We’re all learning a ton, and I hope to take at least some of what we’ve learned into the post-pandemic world. Chris and I worked hard on a new five-year strategic plan and a whole new mission and vision, complete with a pretty extensive equity, diversity, and inclusion plan – much of which will be my responsibility to execute.
So, I’m excited for that! I look forward to inspiring artistic excellence and even more personal and professional growth within our ensemble. The CTC is already a very community-centered organization, and I look forward to expanding what that means even further. More community events, discussions, artist showcases – it’s all on the table
- The diverse audience today – what can all members expect from you?
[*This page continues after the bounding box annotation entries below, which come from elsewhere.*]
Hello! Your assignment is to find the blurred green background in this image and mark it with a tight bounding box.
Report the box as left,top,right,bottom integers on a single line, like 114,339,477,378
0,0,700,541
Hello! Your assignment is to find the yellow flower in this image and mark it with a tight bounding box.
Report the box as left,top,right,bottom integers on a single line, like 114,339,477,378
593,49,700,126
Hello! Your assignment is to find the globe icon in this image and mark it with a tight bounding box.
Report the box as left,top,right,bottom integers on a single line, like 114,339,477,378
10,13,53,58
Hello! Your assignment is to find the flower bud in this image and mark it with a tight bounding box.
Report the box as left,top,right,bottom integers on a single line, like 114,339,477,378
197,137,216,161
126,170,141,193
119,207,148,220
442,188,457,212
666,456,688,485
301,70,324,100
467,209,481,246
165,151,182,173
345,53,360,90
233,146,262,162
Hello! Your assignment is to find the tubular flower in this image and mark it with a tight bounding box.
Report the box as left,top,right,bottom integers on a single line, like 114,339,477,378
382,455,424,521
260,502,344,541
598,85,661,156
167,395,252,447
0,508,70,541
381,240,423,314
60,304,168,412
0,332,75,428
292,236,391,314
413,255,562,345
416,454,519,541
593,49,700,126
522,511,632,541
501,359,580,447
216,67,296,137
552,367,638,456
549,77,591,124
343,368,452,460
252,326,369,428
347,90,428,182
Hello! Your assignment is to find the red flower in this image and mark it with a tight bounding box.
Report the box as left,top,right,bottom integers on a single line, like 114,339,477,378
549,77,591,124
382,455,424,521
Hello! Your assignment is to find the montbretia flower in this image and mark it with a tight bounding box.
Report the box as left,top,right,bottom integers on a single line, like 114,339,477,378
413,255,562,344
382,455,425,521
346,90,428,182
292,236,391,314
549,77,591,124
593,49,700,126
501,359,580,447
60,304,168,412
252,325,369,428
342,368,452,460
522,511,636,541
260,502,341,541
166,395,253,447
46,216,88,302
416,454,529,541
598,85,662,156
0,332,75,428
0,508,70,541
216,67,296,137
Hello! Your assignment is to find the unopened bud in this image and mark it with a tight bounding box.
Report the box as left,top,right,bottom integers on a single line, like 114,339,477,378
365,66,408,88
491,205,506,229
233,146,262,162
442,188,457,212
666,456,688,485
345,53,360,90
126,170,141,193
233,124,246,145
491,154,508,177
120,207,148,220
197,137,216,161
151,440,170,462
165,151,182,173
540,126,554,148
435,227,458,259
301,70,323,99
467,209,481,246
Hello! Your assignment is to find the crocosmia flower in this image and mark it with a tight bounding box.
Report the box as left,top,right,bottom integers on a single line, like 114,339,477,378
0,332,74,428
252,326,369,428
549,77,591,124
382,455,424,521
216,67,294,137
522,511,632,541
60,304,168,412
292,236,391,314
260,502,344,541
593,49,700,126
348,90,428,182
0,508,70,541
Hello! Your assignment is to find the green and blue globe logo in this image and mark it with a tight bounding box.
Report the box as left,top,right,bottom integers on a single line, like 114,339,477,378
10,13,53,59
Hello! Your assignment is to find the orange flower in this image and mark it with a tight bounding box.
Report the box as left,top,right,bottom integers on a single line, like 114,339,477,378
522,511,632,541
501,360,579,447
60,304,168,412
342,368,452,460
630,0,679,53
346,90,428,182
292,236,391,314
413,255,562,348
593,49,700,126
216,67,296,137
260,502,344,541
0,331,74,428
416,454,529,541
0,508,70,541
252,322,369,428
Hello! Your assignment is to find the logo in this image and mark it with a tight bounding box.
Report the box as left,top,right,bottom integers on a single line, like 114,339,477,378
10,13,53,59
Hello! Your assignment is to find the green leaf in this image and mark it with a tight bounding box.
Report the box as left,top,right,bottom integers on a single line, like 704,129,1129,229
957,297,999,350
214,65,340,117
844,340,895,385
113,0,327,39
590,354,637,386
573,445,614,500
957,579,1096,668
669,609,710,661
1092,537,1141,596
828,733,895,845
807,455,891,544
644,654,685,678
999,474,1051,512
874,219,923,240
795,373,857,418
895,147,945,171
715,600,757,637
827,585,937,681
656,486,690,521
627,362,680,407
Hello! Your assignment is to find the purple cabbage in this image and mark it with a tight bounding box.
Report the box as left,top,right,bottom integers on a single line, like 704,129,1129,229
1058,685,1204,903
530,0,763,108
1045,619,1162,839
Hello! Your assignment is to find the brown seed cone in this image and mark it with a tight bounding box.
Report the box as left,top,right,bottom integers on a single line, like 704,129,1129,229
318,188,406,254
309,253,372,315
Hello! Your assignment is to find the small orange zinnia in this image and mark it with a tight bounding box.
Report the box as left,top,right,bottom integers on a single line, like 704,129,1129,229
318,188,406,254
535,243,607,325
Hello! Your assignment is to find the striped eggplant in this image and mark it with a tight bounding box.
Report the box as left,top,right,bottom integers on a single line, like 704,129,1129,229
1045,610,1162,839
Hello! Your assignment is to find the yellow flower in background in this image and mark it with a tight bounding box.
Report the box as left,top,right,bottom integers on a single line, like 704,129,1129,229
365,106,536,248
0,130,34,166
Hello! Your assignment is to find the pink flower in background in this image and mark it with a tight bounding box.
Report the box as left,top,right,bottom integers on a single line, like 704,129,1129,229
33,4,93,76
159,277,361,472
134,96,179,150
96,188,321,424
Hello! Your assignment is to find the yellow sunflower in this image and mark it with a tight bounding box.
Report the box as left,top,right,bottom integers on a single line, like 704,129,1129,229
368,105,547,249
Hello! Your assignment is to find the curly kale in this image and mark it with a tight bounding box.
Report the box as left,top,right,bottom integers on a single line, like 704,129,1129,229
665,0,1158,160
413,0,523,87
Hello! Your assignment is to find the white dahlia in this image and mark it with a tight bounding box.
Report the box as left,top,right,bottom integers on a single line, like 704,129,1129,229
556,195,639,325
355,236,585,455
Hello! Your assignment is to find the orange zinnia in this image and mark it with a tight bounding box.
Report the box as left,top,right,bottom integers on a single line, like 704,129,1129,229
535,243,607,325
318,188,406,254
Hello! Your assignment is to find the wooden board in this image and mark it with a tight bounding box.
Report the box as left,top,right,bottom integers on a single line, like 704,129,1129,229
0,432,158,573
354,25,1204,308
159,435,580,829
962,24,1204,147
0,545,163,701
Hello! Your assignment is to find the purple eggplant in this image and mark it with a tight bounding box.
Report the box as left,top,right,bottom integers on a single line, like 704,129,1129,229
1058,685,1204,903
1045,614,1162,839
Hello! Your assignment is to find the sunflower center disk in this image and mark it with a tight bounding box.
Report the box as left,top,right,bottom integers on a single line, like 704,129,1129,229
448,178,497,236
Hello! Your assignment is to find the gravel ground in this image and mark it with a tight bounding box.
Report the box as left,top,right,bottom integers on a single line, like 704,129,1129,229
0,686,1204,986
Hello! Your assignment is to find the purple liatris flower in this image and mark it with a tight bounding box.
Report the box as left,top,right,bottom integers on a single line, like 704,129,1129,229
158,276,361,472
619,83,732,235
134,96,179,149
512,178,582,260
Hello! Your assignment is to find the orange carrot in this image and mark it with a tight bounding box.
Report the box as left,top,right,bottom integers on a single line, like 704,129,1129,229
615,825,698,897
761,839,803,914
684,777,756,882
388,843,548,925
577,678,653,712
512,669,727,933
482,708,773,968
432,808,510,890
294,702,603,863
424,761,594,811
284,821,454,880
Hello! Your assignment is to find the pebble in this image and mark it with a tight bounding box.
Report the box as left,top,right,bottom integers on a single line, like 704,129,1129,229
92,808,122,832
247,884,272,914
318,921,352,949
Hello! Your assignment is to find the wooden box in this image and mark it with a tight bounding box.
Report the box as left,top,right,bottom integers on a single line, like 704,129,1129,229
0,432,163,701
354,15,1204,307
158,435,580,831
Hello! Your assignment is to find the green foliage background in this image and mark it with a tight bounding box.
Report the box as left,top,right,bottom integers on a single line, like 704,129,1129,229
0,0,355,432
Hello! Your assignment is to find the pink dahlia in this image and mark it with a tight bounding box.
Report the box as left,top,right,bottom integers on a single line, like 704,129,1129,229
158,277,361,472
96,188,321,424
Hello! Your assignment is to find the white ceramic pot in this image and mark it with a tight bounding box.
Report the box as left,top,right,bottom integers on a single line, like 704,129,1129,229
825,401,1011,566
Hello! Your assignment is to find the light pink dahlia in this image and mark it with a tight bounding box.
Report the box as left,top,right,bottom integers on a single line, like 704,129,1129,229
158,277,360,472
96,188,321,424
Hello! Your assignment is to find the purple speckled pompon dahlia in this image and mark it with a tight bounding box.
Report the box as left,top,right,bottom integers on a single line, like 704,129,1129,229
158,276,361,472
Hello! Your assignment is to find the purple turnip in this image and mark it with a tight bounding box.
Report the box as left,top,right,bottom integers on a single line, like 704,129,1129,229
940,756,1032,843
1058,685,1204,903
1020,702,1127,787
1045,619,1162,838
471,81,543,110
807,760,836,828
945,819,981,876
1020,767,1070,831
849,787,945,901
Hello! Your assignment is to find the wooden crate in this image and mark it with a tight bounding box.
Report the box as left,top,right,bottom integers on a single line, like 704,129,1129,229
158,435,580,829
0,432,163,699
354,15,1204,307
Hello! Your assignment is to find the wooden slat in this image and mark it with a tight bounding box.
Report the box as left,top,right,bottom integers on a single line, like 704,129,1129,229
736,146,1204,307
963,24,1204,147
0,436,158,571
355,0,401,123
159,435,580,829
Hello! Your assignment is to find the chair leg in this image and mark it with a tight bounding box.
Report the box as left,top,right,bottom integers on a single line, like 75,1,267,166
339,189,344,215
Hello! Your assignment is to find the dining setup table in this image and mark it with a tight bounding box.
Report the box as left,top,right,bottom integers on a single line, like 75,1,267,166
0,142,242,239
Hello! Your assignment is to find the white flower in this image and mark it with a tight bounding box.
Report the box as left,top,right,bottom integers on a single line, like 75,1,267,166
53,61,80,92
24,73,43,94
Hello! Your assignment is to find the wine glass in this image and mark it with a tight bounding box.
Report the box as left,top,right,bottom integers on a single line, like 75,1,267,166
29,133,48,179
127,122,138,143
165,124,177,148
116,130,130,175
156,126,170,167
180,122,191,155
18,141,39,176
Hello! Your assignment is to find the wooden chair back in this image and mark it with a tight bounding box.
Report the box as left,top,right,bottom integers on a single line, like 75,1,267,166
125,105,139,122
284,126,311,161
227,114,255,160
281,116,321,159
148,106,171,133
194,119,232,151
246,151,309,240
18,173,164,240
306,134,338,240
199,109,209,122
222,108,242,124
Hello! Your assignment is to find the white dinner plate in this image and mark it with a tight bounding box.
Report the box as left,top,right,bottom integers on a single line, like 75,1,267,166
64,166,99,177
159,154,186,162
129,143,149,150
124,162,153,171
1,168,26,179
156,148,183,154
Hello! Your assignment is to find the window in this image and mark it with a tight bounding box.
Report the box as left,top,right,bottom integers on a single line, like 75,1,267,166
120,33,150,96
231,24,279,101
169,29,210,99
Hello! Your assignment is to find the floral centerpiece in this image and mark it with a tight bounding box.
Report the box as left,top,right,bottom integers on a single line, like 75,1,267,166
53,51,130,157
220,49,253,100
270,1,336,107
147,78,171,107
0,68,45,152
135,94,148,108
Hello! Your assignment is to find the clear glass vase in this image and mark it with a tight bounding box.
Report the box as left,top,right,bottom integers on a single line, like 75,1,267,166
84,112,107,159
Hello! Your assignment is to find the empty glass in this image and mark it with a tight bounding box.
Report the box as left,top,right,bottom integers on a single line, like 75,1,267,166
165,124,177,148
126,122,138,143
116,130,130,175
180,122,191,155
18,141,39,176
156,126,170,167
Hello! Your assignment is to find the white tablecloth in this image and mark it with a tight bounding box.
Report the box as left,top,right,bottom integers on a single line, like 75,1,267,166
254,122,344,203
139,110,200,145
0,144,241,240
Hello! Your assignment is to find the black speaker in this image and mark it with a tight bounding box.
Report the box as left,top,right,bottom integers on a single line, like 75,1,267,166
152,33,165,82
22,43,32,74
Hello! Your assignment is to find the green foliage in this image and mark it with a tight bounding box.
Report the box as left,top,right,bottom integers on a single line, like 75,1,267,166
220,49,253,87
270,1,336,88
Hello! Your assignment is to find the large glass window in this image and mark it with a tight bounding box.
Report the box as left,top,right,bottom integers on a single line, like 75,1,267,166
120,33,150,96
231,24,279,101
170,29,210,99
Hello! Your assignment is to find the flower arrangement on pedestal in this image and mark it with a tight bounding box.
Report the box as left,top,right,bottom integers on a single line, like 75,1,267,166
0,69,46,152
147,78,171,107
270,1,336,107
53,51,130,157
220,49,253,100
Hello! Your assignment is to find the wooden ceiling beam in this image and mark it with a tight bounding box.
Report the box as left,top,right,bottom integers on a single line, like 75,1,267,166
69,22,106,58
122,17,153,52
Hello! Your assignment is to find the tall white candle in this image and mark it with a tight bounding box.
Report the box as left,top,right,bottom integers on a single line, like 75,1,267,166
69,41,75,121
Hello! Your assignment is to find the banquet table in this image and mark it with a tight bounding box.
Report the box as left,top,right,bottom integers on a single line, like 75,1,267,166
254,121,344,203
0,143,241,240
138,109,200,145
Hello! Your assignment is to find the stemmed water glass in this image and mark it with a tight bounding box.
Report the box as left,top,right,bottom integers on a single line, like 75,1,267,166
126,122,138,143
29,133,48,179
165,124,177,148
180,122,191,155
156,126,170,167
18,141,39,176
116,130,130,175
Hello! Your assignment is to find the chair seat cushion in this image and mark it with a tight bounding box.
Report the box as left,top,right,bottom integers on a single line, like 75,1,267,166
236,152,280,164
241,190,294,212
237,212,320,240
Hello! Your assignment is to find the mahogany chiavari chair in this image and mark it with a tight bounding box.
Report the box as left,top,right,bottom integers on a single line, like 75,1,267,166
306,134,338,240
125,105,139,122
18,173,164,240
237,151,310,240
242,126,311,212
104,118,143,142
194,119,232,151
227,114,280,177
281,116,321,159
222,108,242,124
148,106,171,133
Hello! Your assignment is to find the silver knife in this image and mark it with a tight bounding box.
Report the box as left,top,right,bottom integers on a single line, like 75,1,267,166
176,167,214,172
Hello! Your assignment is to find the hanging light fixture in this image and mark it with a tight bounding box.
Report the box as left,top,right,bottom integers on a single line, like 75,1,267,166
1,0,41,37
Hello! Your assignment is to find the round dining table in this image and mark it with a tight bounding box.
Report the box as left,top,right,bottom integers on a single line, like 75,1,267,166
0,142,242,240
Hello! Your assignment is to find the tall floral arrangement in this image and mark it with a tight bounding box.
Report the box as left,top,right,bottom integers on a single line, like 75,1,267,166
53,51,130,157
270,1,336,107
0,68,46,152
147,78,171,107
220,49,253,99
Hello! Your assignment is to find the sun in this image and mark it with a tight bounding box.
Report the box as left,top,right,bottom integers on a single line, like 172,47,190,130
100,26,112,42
Part of our new mission is to use theatre to make the world onstage that we think should exist in real life.
To me, this means exposing our current audience to new images and ideas, in an effort to generate discussion and normalize things that might have seemed unfamiliar or uncomfortable before.
I think this also means expanding our audience so that people from all backgrounds and walks of life feel welcome, and that the space we’ve created belongs to them as well.
So an ideal season for me would have some challenging stuff and some fun stuff and some weird stuff all presented in a whole new way.
- Where do you see yourself in 10 years?
In 10 years, I’d love to still be the artistic director of the CTC and to have expanded my work as an activist in the state. I’m currently also a Board Member of The Womxn Project. So as of right now, I feel like I’m on a great path!